# Use Streams Designer to classify newsgroup topics using an LDA model
Part 2 of 2
![News_Topic_Classification_2.png](attachment:News_Topic_Classification_2.png)
## Introduction
This is part 2 of this tutorial notebook series.  
<font color=red>**UPDATE LINK!!!**</font>  
In [part 1](https://dataplatform.ibm.com/analytics/notebooks/v2/24ca198f-bf20-4d51-b027-38017c2b94dc/view?access_token=e06a09d39b959bac9dc22782a25ba173681e8d175168bfbfc7f88065ca673a55), we created an LDA model (together with other objects) and saved it on __IBM Cloud Object Storage__.

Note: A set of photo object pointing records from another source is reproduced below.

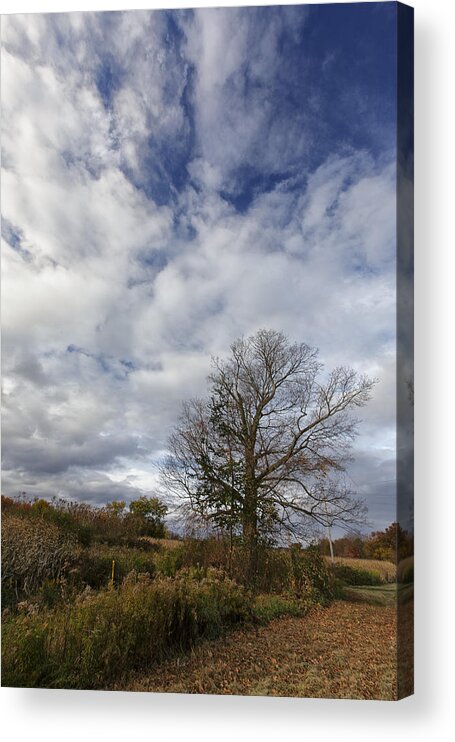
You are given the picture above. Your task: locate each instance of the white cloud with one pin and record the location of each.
(143, 294)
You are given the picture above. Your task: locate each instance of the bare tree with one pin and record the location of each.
(260, 453)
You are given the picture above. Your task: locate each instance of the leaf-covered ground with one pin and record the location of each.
(347, 650)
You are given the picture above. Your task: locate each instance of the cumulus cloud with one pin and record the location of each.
(165, 191)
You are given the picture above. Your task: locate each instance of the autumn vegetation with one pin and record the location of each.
(91, 595)
(94, 596)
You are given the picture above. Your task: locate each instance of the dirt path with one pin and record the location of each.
(344, 651)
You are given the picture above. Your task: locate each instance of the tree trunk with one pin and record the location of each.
(250, 538)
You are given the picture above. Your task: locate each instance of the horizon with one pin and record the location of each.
(174, 180)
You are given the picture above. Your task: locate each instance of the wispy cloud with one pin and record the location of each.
(172, 180)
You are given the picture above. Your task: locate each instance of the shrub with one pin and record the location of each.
(33, 552)
(355, 575)
(104, 635)
(310, 574)
(94, 565)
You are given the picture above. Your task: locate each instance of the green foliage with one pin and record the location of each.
(267, 607)
(355, 576)
(102, 636)
(390, 545)
(169, 561)
(33, 551)
(94, 566)
(110, 524)
(311, 574)
(151, 512)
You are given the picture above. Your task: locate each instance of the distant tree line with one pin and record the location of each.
(391, 545)
(111, 523)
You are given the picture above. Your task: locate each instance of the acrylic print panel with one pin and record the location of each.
(207, 350)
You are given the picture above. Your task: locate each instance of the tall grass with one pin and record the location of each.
(101, 636)
(33, 552)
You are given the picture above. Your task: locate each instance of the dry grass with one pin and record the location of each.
(344, 651)
(166, 543)
(386, 570)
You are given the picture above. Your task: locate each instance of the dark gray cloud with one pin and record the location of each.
(134, 268)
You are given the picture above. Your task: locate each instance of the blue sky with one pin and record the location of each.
(173, 180)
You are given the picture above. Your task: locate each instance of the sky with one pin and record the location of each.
(173, 180)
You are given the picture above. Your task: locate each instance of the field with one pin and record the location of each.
(340, 651)
(387, 571)
(89, 602)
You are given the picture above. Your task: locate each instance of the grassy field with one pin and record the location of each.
(90, 601)
(345, 650)
(386, 570)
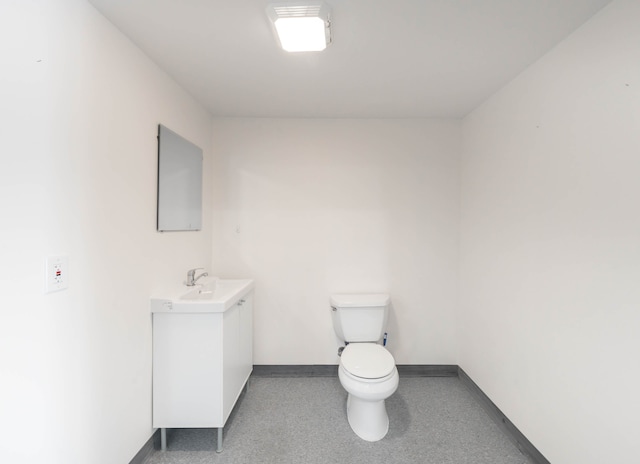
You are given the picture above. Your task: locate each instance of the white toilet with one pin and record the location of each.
(367, 370)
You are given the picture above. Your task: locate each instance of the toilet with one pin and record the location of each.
(367, 371)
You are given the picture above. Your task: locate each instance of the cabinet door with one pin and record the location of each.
(187, 369)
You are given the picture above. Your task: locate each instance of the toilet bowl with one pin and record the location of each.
(368, 373)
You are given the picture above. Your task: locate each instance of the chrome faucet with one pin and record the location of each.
(191, 276)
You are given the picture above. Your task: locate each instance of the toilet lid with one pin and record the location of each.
(367, 360)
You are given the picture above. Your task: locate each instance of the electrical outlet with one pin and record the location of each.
(57, 278)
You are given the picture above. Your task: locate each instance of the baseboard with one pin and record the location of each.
(517, 437)
(151, 444)
(295, 370)
(427, 370)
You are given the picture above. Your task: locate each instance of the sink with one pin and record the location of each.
(212, 296)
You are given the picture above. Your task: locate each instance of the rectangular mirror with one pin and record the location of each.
(179, 182)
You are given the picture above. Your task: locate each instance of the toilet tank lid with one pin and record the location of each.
(360, 300)
(367, 360)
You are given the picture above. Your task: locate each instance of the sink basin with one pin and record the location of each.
(213, 296)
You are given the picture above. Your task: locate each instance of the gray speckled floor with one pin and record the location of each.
(303, 420)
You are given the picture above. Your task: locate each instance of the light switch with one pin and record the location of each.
(57, 269)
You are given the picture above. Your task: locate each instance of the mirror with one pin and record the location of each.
(179, 182)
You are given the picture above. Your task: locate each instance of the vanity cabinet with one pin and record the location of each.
(201, 363)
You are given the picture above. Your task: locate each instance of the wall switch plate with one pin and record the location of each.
(57, 277)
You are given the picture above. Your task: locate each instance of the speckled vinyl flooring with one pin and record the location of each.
(303, 420)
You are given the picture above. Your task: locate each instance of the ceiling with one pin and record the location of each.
(389, 58)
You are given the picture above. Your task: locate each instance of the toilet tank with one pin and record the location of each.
(359, 317)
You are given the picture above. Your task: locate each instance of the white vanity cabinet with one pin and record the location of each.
(201, 363)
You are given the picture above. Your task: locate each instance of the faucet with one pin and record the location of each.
(191, 276)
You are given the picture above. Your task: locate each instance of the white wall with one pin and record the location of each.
(313, 207)
(78, 122)
(550, 245)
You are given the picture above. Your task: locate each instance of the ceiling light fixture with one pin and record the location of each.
(301, 26)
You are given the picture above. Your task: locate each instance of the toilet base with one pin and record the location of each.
(368, 419)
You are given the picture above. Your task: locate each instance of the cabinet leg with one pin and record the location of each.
(219, 444)
(163, 439)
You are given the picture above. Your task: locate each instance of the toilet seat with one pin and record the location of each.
(367, 361)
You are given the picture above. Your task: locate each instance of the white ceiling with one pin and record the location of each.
(389, 58)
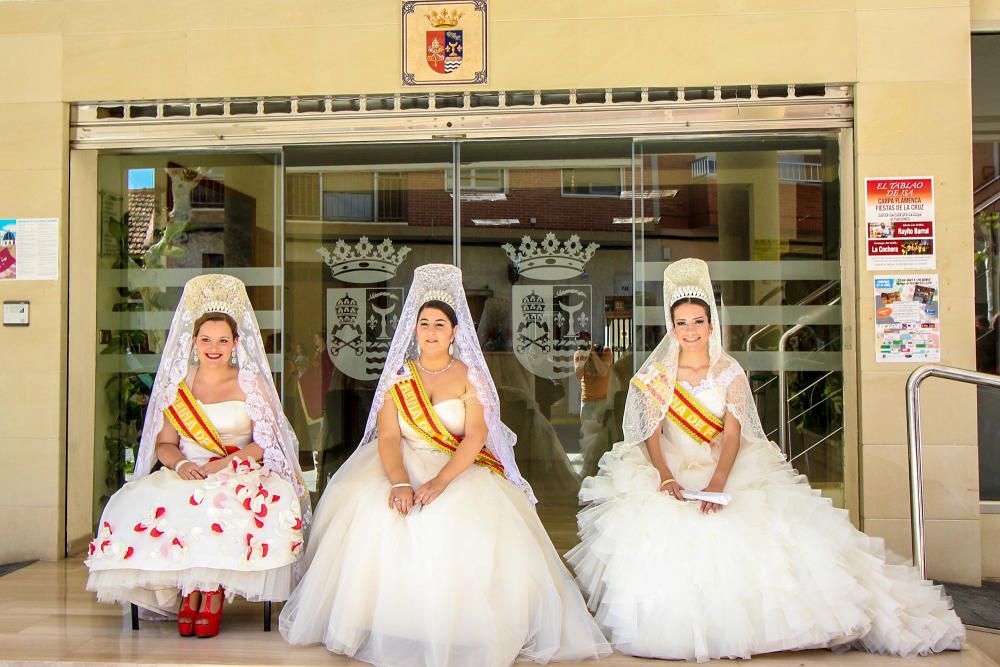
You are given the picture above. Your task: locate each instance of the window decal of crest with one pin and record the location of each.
(363, 263)
(360, 325)
(548, 318)
(550, 259)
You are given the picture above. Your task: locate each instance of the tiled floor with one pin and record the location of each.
(46, 617)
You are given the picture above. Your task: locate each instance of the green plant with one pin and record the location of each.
(127, 393)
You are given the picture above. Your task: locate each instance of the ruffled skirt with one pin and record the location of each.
(162, 537)
(471, 579)
(778, 569)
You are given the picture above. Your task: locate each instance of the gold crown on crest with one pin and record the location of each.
(443, 19)
(551, 258)
(364, 262)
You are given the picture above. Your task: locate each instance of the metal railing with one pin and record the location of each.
(914, 442)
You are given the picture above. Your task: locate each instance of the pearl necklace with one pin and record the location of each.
(438, 372)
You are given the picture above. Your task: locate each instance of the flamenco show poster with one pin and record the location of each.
(899, 218)
(907, 320)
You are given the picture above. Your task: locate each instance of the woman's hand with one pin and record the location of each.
(426, 494)
(401, 499)
(711, 508)
(189, 470)
(672, 487)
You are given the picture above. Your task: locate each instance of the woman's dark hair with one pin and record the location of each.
(692, 300)
(216, 317)
(448, 311)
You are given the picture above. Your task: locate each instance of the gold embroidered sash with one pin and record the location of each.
(682, 408)
(190, 420)
(411, 400)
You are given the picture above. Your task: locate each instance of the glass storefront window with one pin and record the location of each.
(562, 243)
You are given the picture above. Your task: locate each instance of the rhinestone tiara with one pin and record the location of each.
(439, 295)
(215, 293)
(689, 292)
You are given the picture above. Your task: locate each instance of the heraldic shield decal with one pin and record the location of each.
(444, 50)
(547, 322)
(360, 324)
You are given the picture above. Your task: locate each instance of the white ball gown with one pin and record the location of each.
(161, 536)
(778, 569)
(471, 579)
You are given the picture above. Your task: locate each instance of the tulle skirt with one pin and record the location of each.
(471, 579)
(777, 569)
(162, 537)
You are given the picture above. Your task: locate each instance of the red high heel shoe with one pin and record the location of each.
(186, 616)
(208, 621)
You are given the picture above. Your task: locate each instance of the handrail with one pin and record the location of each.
(783, 380)
(986, 204)
(826, 287)
(914, 442)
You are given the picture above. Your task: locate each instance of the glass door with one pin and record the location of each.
(358, 219)
(546, 252)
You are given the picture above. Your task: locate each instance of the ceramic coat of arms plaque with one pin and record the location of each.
(444, 41)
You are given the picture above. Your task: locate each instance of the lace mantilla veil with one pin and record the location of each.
(271, 430)
(447, 279)
(643, 416)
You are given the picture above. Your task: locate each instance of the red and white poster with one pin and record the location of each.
(899, 219)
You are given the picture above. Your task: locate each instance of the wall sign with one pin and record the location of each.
(899, 218)
(444, 41)
(907, 321)
(29, 249)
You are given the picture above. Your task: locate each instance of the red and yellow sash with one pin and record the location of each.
(418, 413)
(682, 408)
(187, 416)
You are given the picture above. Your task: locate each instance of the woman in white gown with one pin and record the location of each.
(777, 568)
(223, 513)
(426, 549)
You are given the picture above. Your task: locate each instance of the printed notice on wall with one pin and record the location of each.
(29, 249)
(907, 327)
(899, 217)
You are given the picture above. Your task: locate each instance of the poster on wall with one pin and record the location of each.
(899, 219)
(29, 249)
(907, 324)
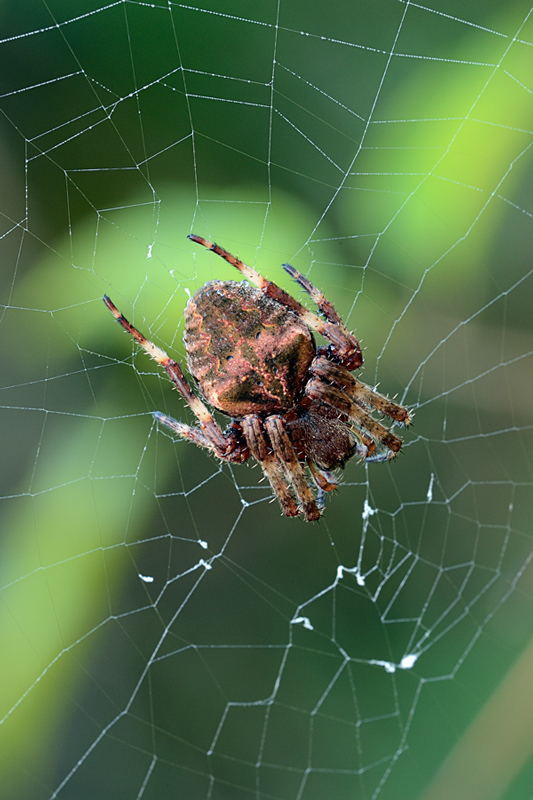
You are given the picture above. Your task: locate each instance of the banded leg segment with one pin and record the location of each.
(221, 445)
(293, 469)
(345, 346)
(359, 391)
(255, 439)
(364, 423)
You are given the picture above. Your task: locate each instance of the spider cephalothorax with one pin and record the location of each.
(253, 356)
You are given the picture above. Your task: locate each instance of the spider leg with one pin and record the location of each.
(224, 447)
(255, 439)
(236, 449)
(345, 346)
(359, 391)
(284, 451)
(365, 424)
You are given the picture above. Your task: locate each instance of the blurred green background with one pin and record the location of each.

In this tutorial notebook:
* you will be taught how to import a sample __Streams Flow__ into __IBM Cloud Streams Designer__. The _flow_ will use the LDA model to perform real-time topic classification on news items arriving from __IBM Cloud Message Hub__ and store the results on __Cloud Object Storage__.  
* Once the _Streams Flow_ is up and running, we will continue in this notebook to stream the news items to __IBM Cloud Message Hub__ so that they can be picked up by the flow.

Some familiarity with Python is recommended. This notebook has been verified for Python 3.5 and Spark 2.1.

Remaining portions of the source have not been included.